Penulis
: Ummu ‘Abdirrahman Anisah bintu ‘Imran
Kecantikan
dan kemuliaan berpadu dalam dirinya. Cinta, kesetiaan dan ketaatannya pada
pendamping hidupnya membawanya untuk memperoleh sebentuk doa. Doa yang berbuah
keindahan hidup tiada tara, bersisian dengan hamba Rabb-nya yang paling mulia.
Hindun bintu
Abi Umayyah bin Al-Mughirah bin ‘Abdillah bin ‘Umar bin Makhzum bin Yaqzhah bin
Murrah Al-Qurasyiyyah Al-Makhzumiyyah radhiyallahu ‘anha. Dia lebih
dikenal dengan kunyahnya, Ummu Salamah.
Dia seorang
istri yang penuh cinta bagi suaminya, Abu Salamah ‘Abdullah bin ‘Abdil Asad bin
Hilal bin ‘Abdillah bin ‘Umar bin Makhzum bin Yaqzhah bin Murrah bin Ka’b
Al-Makhzumi radhiyallahu ‘anhu. Dalam beratnya cobaan dan gangguan,
mereka meninggalkan negeri Makkah menuju Habasyah untuk berhijrah, membawa
keimanan. Di negeri inilah Ummu Salamah radhiyallahu ‘anha melahirkan
anak-anaknya, Salamah, ‘Umar, Durrah dan Zainab.
Tatkala
terdengar kabar tentang Islamnya penduduk Makkah, mereka pun kembali bersama
kaum muslimin yang lain. Namun, ternyata semua itu berita hampa semata, hingga
mereka pun harus beranjak hijrah untuk kedua kalinya menuju Madinah. Di sanalah
mereka membangun hidup bersama Rasulullah Shallallahu ‘alaihi wasallam.
Selang
beberapa lama di Madinah, seruan perang Badr bergema. Abu Salamah radhiyallahu
‘anhu masuk dalam barisan para shahabat yang terjun dalam kancah
pertempuran. Begitu pula ketika perang Uhud berkobar, Abu Salamah radhiyallahu
‘anhu ada di sana, hingga mendapatkan luka-luka.
Tak lama
Ummu Salamah radhiyallahu ‘anha berdampingan dengan kekasihnya, karena
Abu Salamah harus kembali ke hadapan Rabb-nya akibat luka-luka yang
dideritanya. Ummu Salamah melepas kepergian Abu Salamah pada bulan Jumadits
Tsaniyah tahun keempat Hijriyah dengan pilu. Dia mengatakan, “Siapakah yang
lebih baik bagiku daripada Abu Salamah?”
Berulang
kali dia berucap demikian, hingga akhirnya diucapkannya doa yang pernah
diajarkan oleh kekasihnya, Abu Salamah, jauh hari sebelum Abu Salamah tiada.

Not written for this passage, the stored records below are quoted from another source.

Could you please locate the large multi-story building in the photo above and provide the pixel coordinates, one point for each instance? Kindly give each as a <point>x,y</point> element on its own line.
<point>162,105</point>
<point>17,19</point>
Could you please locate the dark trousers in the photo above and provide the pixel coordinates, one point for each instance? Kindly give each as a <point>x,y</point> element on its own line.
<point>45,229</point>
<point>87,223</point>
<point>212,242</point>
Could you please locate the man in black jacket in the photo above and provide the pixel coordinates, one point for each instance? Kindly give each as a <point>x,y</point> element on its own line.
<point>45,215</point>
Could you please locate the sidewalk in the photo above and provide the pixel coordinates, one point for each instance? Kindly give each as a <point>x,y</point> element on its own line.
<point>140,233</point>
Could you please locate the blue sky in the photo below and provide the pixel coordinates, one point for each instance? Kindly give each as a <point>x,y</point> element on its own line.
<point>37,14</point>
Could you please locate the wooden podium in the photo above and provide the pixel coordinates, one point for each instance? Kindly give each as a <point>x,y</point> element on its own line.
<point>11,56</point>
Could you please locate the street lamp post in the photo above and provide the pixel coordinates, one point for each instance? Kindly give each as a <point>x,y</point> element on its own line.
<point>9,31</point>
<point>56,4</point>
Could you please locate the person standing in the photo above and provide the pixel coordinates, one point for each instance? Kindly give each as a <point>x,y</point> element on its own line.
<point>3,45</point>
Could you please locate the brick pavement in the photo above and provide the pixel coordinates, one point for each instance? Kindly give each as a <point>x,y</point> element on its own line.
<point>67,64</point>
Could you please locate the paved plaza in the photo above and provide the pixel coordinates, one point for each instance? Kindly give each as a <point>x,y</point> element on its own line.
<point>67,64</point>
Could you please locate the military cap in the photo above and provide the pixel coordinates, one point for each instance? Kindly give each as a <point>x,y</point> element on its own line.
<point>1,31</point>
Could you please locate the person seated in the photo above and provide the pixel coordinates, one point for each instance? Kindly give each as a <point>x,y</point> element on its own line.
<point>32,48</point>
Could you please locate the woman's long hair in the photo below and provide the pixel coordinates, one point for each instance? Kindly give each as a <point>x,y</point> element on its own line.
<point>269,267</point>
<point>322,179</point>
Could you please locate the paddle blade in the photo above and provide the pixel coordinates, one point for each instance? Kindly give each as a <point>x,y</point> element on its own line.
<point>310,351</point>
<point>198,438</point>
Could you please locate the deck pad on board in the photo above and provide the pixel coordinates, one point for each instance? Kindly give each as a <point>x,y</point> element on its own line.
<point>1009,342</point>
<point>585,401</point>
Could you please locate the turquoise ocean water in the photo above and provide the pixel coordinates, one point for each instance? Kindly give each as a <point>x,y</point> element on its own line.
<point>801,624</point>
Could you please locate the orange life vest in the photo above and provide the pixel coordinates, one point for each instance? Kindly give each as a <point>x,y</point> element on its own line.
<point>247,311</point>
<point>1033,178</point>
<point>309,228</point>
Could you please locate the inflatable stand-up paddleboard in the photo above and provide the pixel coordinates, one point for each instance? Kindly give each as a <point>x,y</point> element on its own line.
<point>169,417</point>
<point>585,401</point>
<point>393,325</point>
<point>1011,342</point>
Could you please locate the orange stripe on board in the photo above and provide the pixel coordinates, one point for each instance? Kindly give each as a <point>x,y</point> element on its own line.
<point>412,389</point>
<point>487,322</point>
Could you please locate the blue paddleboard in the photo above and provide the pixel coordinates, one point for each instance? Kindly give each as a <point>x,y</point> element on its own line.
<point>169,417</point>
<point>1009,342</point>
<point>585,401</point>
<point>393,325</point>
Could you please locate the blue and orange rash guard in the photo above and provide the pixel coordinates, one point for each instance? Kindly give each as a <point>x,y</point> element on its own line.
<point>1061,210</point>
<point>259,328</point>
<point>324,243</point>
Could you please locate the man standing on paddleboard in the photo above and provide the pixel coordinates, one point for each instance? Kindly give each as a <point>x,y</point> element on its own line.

Kala itu, Ummu Salamah berkata kepada suaminya, “Aku telah mendengar bahwa
seorang wanita yang suaminya tiada, dan suaminya itu termasuk ahli surga,
kemudian dia tidak menikah lagi sepeninggalnya, Allah mengumpulkan mereka
berdua di surga. Mari kita saling berjanji agar engkau tidak menikah lagi
sepeninggalku dan aku tidak akan menikah lagi sepeninggalmu.” Mendengar
perkataan istrinya, Abu Salamah mengatakan, “Apakah engkau mau taat kepadaku?”
Kata Ummu Salamah, “Ya.” Abu Salamah berkata lagi, “Kalau aku kelak tiada, menikahlah!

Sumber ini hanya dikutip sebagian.